David Milne
(1882-1953)

Though never a member of the Group of Seven, David Milne is considered one of the greatest Canadian landscape painters of the 20th century. Born in the small Ontario town of Burgoyne, Milne studied at the Art Student’s League in New York City before joining the Canadian army and shipping to Europe in 1917 where he painted scenes of training facilities and deserted battlefields in France and Belgium. After the war he returned to New York State but eventually settled in Ontario. He often traveled through Algonquin Park on painting trips. His works were included in the hugely significant modernist Armory Show of 1913 and the prestigious American art critic Clement Greenberg counted Milne as one of the three most important North American artists of his generation. In 1955, shortly after the artist’s death, the National Gallery of Canada hosted a retrospective exhibition of his work.
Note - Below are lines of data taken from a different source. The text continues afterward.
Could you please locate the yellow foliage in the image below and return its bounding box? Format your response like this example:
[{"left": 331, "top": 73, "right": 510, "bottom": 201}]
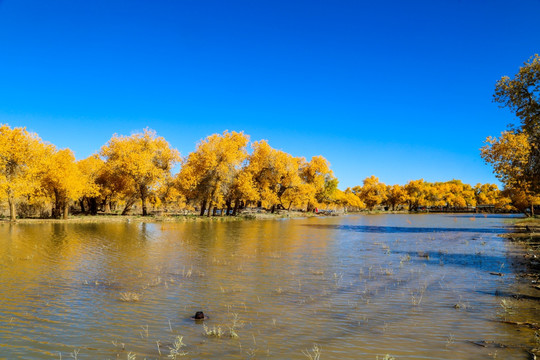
[
  {"left": 41, "top": 148, "right": 86, "bottom": 218},
  {"left": 0, "top": 124, "right": 51, "bottom": 220},
  {"left": 245, "top": 140, "right": 307, "bottom": 210},
  {"left": 384, "top": 184, "right": 407, "bottom": 210},
  {"left": 301, "top": 155, "right": 337, "bottom": 206},
  {"left": 177, "top": 131, "right": 249, "bottom": 213},
  {"left": 481, "top": 131, "right": 531, "bottom": 189},
  {"left": 77, "top": 154, "right": 104, "bottom": 198},
  {"left": 354, "top": 175, "right": 387, "bottom": 210},
  {"left": 101, "top": 128, "right": 180, "bottom": 215},
  {"left": 335, "top": 188, "right": 365, "bottom": 210}
]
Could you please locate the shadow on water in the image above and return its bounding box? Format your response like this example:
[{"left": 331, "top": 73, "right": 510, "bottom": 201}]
[
  {"left": 477, "top": 289, "right": 540, "bottom": 302},
  {"left": 443, "top": 215, "right": 524, "bottom": 219},
  {"left": 304, "top": 224, "right": 506, "bottom": 234},
  {"left": 391, "top": 250, "right": 507, "bottom": 271}
]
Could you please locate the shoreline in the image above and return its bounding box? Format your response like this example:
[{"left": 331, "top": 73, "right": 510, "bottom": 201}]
[
  {"left": 502, "top": 217, "right": 540, "bottom": 282},
  {"left": 0, "top": 210, "right": 526, "bottom": 224},
  {"left": 0, "top": 211, "right": 321, "bottom": 224}
]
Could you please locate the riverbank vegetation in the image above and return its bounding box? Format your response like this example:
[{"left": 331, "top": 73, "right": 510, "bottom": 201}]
[{"left": 0, "top": 125, "right": 518, "bottom": 221}]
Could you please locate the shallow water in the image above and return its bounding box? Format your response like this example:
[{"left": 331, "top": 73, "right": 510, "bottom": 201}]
[{"left": 0, "top": 214, "right": 538, "bottom": 359}]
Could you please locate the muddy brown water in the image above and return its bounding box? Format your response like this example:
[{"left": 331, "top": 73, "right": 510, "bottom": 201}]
[{"left": 0, "top": 214, "right": 538, "bottom": 359}]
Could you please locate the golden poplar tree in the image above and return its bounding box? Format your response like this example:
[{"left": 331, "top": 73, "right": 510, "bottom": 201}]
[
  {"left": 404, "top": 179, "right": 428, "bottom": 211},
  {"left": 101, "top": 128, "right": 180, "bottom": 216},
  {"left": 301, "top": 155, "right": 337, "bottom": 210},
  {"left": 484, "top": 54, "right": 540, "bottom": 214},
  {"left": 0, "top": 124, "right": 50, "bottom": 221},
  {"left": 77, "top": 154, "right": 105, "bottom": 215},
  {"left": 245, "top": 140, "right": 307, "bottom": 212},
  {"left": 481, "top": 131, "right": 538, "bottom": 214},
  {"left": 474, "top": 183, "right": 507, "bottom": 209},
  {"left": 354, "top": 176, "right": 387, "bottom": 210},
  {"left": 384, "top": 184, "right": 407, "bottom": 211},
  {"left": 41, "top": 148, "right": 86, "bottom": 219},
  {"left": 177, "top": 131, "right": 249, "bottom": 216}
]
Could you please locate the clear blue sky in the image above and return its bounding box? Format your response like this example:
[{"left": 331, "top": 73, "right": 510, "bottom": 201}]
[{"left": 1, "top": 0, "right": 539, "bottom": 189}]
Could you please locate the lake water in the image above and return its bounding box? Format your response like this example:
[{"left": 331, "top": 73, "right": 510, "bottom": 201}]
[{"left": 0, "top": 214, "right": 538, "bottom": 359}]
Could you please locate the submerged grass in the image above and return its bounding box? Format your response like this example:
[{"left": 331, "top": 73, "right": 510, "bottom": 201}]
[
  {"left": 119, "top": 292, "right": 141, "bottom": 302},
  {"left": 302, "top": 344, "right": 321, "bottom": 360},
  {"left": 168, "top": 335, "right": 188, "bottom": 358},
  {"left": 203, "top": 313, "right": 243, "bottom": 339}
]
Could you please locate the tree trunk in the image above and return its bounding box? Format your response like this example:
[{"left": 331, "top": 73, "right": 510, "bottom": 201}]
[
  {"left": 122, "top": 196, "right": 136, "bottom": 215},
  {"left": 53, "top": 189, "right": 61, "bottom": 218},
  {"left": 271, "top": 205, "right": 275, "bottom": 214},
  {"left": 212, "top": 207, "right": 217, "bottom": 216},
  {"left": 121, "top": 206, "right": 130, "bottom": 216},
  {"left": 226, "top": 200, "right": 232, "bottom": 216},
  {"left": 63, "top": 202, "right": 69, "bottom": 219},
  {"left": 532, "top": 203, "right": 535, "bottom": 217},
  {"left": 103, "top": 197, "right": 111, "bottom": 213},
  {"left": 140, "top": 186, "right": 148, "bottom": 216},
  {"left": 232, "top": 199, "right": 239, "bottom": 216},
  {"left": 89, "top": 198, "right": 98, "bottom": 215},
  {"left": 80, "top": 199, "right": 86, "bottom": 213},
  {"left": 8, "top": 194, "right": 16, "bottom": 221},
  {"left": 141, "top": 196, "right": 148, "bottom": 216},
  {"left": 200, "top": 199, "right": 207, "bottom": 216},
  {"left": 207, "top": 201, "right": 213, "bottom": 217}
]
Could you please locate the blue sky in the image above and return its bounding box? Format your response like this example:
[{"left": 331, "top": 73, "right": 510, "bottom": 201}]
[{"left": 1, "top": 0, "right": 539, "bottom": 189}]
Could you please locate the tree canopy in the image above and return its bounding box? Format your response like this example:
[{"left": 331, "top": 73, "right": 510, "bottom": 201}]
[
  {"left": 483, "top": 54, "right": 540, "bottom": 214},
  {"left": 100, "top": 128, "right": 180, "bottom": 216}
]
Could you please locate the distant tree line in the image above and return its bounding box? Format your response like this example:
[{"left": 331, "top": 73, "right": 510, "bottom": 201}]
[{"left": 0, "top": 125, "right": 521, "bottom": 221}]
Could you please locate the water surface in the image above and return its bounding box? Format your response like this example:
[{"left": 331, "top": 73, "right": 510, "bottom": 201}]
[{"left": 0, "top": 214, "right": 537, "bottom": 359}]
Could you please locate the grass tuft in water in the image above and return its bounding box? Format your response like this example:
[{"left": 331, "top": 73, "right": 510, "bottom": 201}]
[
  {"left": 203, "top": 313, "right": 242, "bottom": 339},
  {"left": 302, "top": 344, "right": 321, "bottom": 360},
  {"left": 168, "top": 335, "right": 187, "bottom": 358},
  {"left": 203, "top": 324, "right": 225, "bottom": 338},
  {"left": 69, "top": 349, "right": 80, "bottom": 360},
  {"left": 119, "top": 292, "right": 141, "bottom": 302},
  {"left": 500, "top": 299, "right": 513, "bottom": 310}
]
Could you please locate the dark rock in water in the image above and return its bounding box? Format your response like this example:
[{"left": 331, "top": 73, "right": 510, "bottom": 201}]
[{"left": 191, "top": 311, "right": 208, "bottom": 320}]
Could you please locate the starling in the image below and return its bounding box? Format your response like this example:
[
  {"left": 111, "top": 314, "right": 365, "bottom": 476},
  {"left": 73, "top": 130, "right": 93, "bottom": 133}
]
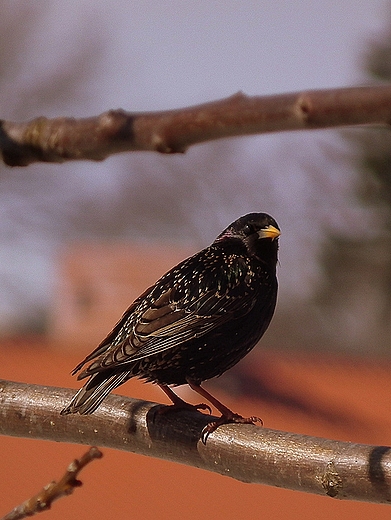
[{"left": 61, "top": 213, "right": 280, "bottom": 440}]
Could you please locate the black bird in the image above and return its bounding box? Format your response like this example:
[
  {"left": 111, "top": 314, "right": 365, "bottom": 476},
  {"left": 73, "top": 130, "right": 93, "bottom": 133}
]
[{"left": 61, "top": 213, "right": 280, "bottom": 439}]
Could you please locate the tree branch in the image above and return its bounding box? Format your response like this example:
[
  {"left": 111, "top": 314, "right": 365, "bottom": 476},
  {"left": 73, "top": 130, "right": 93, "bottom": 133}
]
[
  {"left": 0, "top": 379, "right": 390, "bottom": 504},
  {"left": 1, "top": 447, "right": 103, "bottom": 520},
  {"left": 1, "top": 85, "right": 391, "bottom": 166}
]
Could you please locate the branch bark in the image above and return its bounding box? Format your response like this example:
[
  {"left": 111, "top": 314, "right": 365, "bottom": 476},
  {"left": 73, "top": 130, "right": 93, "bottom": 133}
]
[
  {"left": 1, "top": 85, "right": 391, "bottom": 166},
  {"left": 1, "top": 379, "right": 390, "bottom": 504}
]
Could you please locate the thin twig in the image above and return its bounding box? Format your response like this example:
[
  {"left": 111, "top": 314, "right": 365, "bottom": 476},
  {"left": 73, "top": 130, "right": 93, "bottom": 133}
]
[{"left": 1, "top": 447, "right": 103, "bottom": 520}]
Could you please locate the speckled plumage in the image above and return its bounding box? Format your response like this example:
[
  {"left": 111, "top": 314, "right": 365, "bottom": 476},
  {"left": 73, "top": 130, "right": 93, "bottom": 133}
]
[{"left": 61, "top": 213, "right": 280, "bottom": 433}]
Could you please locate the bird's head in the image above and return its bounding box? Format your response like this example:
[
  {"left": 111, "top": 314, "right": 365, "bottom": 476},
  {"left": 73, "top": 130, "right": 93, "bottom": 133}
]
[{"left": 215, "top": 213, "right": 280, "bottom": 268}]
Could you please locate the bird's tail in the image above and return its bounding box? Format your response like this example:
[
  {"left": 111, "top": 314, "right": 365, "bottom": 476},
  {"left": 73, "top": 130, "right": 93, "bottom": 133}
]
[{"left": 61, "top": 371, "right": 131, "bottom": 415}]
The British Museum, Metropolitan Museum of Art in New York City, and the Art Gallery of Ontario have all hosted major shows of Milne’s paintings and in 1952 his work represented Canada at the Venice Biennale.

Mastering a particular aesthetic style all his own, Milne’s austere images reduce the visual elements of his subjects down to their barest essentials. He often used the blank surface of the paper or canvas as an active element of his compositions. In “Boston Corner” (1947-1953), the only work he contributed to the Sampson-Matthews silkscreen art program and the only Sampson-Matthews image to depict a scene outside of Canada, Milne offers a wintry rural village scene near his home in Boston Corner, New York State. This work is based on a painting of the same name now in the collection of the National Gallery of Canada.